Une nouvelle culture chimique
Outre-Atlantique, l’industrie chimique est marquée par l’émergence de la nouvelle culture du génie chimique qui mobilise des « savoirs fondamentaux au service de procédés de production efficaces », tendant ainsi à effacer les frontières entre recherches appliquée et fondamentale. Ainsi, la culture de l’atelier caractéristique du début du 20ème siècle, profondément empirique et sans connaissances approfondies, est progressivement abandonnée. Le projet de recherche sur le nylon porté par l’entreprise américaine Du Pont de Nemours en est l’illustration phare, celui-ci étant animé par le chimiste Wallace Carothers. Ce dernier, acquis à la théorie de Staudinger sur les macromolécules, apporte à l’industrie des polymères des fondements scientifiques formalisés, et donc plus solides.
Dans un premier temps, l’objectif initial de Carothers est d’ordre fondamental puisqu’il cherche à développer des polymères qui appuient la théorie de Staudinger et à déterminer la nature de leurs liaisons moléculaires.

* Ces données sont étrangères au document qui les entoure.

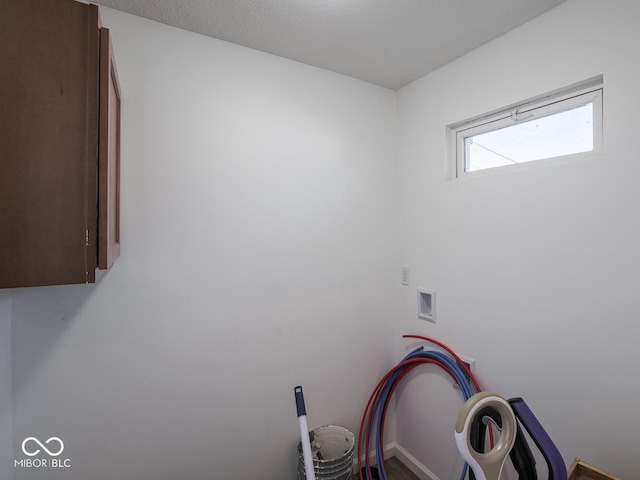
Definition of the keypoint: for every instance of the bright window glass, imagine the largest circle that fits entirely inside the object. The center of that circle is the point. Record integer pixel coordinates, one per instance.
(558, 126)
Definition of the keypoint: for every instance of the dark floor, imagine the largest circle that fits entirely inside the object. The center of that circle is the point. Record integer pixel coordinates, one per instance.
(395, 471)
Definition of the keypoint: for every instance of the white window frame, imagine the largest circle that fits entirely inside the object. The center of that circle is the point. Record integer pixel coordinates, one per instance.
(555, 102)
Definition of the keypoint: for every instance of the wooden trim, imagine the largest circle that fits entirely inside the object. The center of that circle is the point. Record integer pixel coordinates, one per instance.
(109, 157)
(580, 470)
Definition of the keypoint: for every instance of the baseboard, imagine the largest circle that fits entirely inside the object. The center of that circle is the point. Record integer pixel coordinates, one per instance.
(389, 451)
(394, 450)
(412, 463)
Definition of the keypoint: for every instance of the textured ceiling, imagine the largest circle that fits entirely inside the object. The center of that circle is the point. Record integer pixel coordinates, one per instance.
(385, 42)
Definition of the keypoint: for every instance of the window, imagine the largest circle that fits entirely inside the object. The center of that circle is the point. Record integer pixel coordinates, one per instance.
(563, 124)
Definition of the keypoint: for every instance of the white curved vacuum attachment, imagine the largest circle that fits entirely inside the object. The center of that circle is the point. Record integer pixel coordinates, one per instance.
(486, 466)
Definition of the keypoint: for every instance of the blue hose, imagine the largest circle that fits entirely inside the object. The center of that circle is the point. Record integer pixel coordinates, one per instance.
(444, 361)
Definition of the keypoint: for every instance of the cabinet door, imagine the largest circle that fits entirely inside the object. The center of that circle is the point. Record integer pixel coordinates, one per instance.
(48, 141)
(109, 157)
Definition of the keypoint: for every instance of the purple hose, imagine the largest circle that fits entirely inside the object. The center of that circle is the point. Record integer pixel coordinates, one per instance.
(557, 468)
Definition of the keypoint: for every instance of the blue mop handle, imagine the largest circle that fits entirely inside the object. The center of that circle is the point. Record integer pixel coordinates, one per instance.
(300, 401)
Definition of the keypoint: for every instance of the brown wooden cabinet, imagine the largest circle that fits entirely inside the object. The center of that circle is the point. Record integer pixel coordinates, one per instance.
(59, 144)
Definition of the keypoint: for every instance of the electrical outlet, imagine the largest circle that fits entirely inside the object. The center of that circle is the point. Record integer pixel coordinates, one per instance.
(404, 275)
(427, 304)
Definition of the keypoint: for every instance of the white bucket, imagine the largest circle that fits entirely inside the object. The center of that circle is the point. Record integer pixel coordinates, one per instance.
(332, 451)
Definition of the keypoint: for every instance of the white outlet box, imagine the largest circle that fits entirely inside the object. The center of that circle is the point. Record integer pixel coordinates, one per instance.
(427, 304)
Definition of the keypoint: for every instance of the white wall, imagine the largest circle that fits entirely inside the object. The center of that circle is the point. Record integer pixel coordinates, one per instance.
(536, 271)
(6, 446)
(259, 250)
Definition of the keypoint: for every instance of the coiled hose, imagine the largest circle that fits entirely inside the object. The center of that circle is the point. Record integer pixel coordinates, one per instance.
(373, 419)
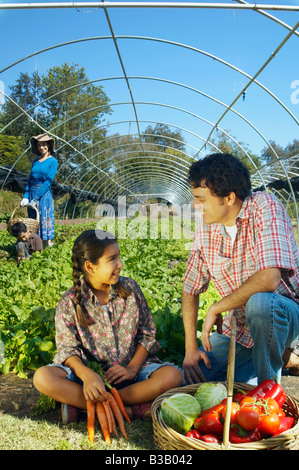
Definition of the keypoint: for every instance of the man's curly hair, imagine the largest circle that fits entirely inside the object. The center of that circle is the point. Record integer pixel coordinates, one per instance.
(222, 173)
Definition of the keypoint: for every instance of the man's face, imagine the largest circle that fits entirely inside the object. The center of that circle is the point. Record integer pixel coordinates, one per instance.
(214, 209)
(24, 236)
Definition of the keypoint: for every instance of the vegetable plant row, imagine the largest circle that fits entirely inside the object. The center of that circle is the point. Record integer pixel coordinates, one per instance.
(29, 294)
(255, 415)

Plus largement, Du Pont explore avec ses secteurs – colloïdes, catalyse, chimie organique – les domaines de la chimie peu ou pas étudiés par les universités américaines. Cela finit par déboucher au développement de deux polymères prometteurs, à savoir le néoprène et le nylon – ce dernier étant mis au point par Julian Hill, l’assistant de Wallace Carothers. Ces découvertes vont amener Du Pont à se limiter dès 1930 à leurs développements industriels et commerciaux ; pour autant ces derniers ont loin d’avoir été linéaires, avec des réticences des chimistes et de nombreuses hésitations sur la combinaison du nylon. La combinaison polyamide devint exploitable en Février 1935 : c’est le fameux polymère 6-6 caractérisé par son élasticité et sa résistance.
Cela a été rendu possible en partie grâce à la mobilisation des savoir-faire chimiques académiques, tout comme ceux plus techniques des différents départements de Du Pont, notamment ceux d’ammoniac et d’ingénierie. Avec le nylon, l’entreprise devient le « lieu de la réorganisation du savoir » : la chimie des hautes pressions a trouvé un débouché payant, les savoirs académiques ont été renforcés, et plus largement c’est un capital scientifique et technique qui a émergé à partir de savoirs et savoir-faire différents. Si la découverte du nylon a un écho limité en France au cours des années 1920-1930, nous verrons dans un prochain article qu’une telle culture sera une source d’inspiration pour les tentatives de réorganisation de la recherche française sur les plastiques au tournant des années 40, notamment à partir de Libération.